Os plantões de Cristina geralmente ocorrem às quartas, de 24 horas, e nos finais de semana, quando, algumas vezes, chegam a ser de 42 horas. Além disso, diariamente a médica coordena a CTI do hospital, juntamente com outros três profissionais. Ao longo do último ano, por exemplo, o Albert Sabin precisou abrir novos leitos e transformar CTIs voltados para outras áreas em setores de tratamento apenas para pacientes com Covid-19, devido ao crescimento da demanda. A médica também ressalta a mudança nas internações, principalmente agora com a vacinação das pessoas idosas. Pessoas jovens estão sendo acometidas pela doença, e novos fatores têm se demonstrado como risco, como a obesidade.
‘Lidar com isso é um aprendizado diário’
Aos 48 anos, o marido de Cristina contraiu Covid-19 e precisou ficar dez dias internado na enfermaria, mesmo sem ter comorbidades. Nesse período, a médica dividia os plantões com os cuidados dele. Conforme a coordenadora da CTI do Albert Sabin, uma das questões que preocupa quanto à doença é como ficarão os pacientes depois.
“Ele perdeu cerca de 5 quilos. A musculatura vai embora. É isso que vemos no doente grave: uma perda muscular muito grande, porque a doença tem consumo de nutrientes absurdo, e a recuperação do paciente é demorada depois”, diz.

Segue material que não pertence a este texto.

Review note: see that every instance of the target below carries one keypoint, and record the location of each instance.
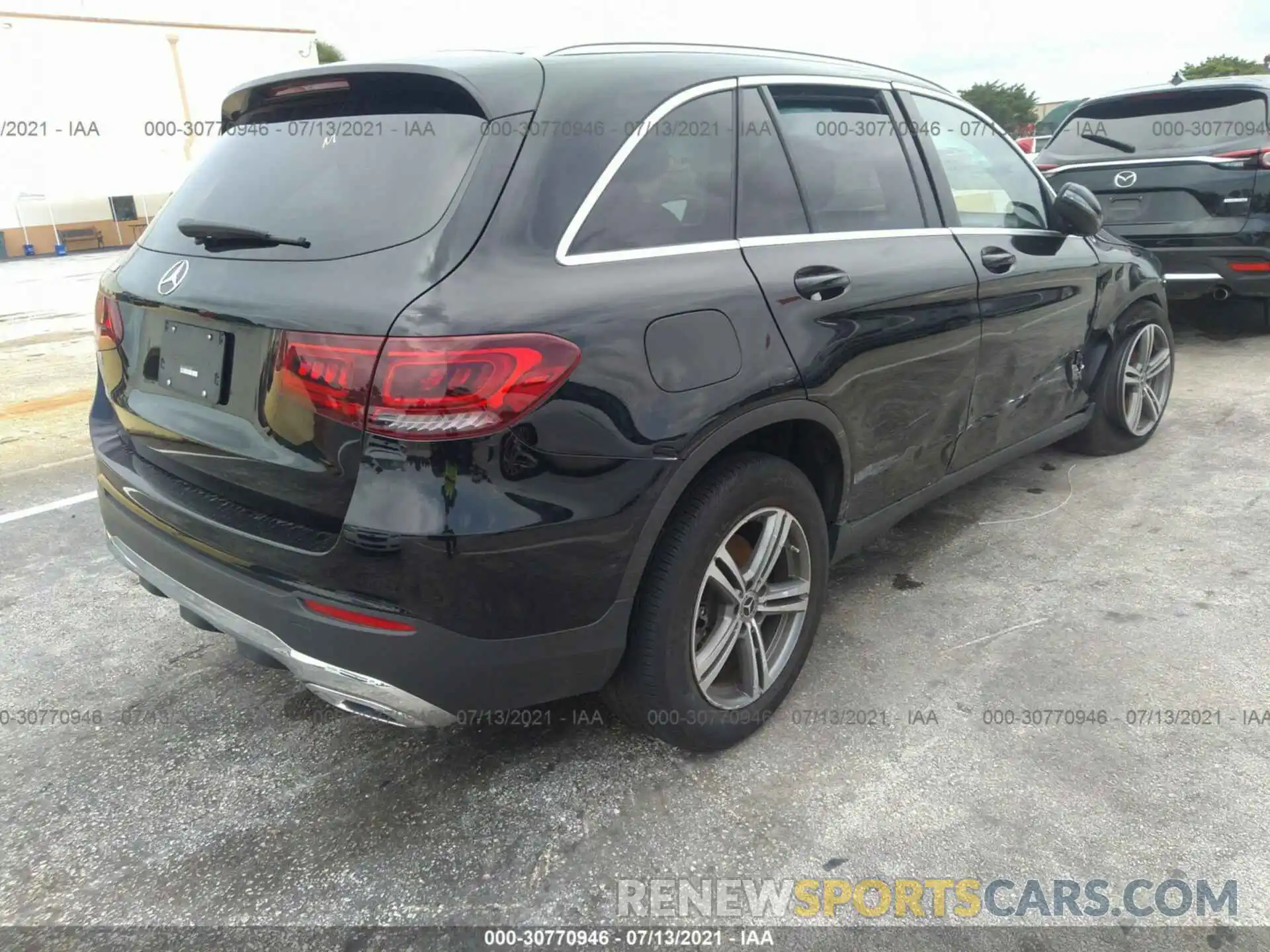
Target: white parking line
(48, 507)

“As pessoas sobrevivem, mas sem saber quais serão as sequelas neurológicas, sequelas respiratórias, então nossa tentativa é de salvar vidas. Depois tem uma continuidade, mas nós não sabemos o que será a vida de todos esses sobreviventes daqui a um tempo.”
Para Cristina, a Covid-19 traz um aprendizado aos profissionais, seja pela forma de lidar com a doença e com os novos perfis de pacientes – fatores que estão em constante mudança – ou como seres humanos. “Lidar com isso é um aprendizado diário de paciência, resiliência, confiança, fé e esperança de que dias melhores vão vir”, diz.
Rotina árdua impacta saúde mental
Em meio a sobrecarga de trabalho e às vivências profissionais, a saúde mental também fica prejudicada. De acordo com a professora do Departamento de Psicologia da Universidade Federal de Juiz de Fora (UFJF), Fabiane Rossi, fatores como o contato constante com a morte, a exposição ao risco e o medo de levar o vírus para os familiares, impactam no sofrimento psíquico, sendo este último um dos que mais causam ansiedade entre os trabalhadores.
“Tem também a ausência de reconhecimento do trabalho. Por mais que hoje em dia tenha se falado muito na importância dos profissionais de saúde, acho que grande parte dos desgaste que eles vêm presenciando ocorre em função do comportamento da população. Eles vêm se colocando em risco há mais de um ano e não têm observado um retorno por parte da população no que diz respeito ao cumprimento das normas de distanciamento e de uso de máscara, por exemplo. Isso gera muita frustração e impacta diretamente na saúde mental”, explica Fabiane.
Alguns sintomas já vêm sendo observados desde o início da pandemia, de acordo com a professora, que realizou um trabalho de plantão psicológico junto aos profissionais do Hospital Universitário (HU) da UFJF. Ansiedade, depressão, Síndrome de Burnout e estresse pós-traumático são alguns dos reflexos na saúde mental.
“O que temos orientado é que o profissional fique atento a sinais e sintomas relacionados a esses transtornos e que busque realizar algumas atividades que sejam fora do contexto laboral, que possam auxiliar na promoção dessa saúde mental”.
“Nem todo mundo vai demandar uma psicoterapia, mas cuidados básicos como a atividade física ou meditação, por exemplo, têm sido muito recomendadas para controle da ansiedade. O profissional pode ter estes cuidados mínimos, mas ainda deve ficar atento e buscar ajuda especializada quando necessário”, explica.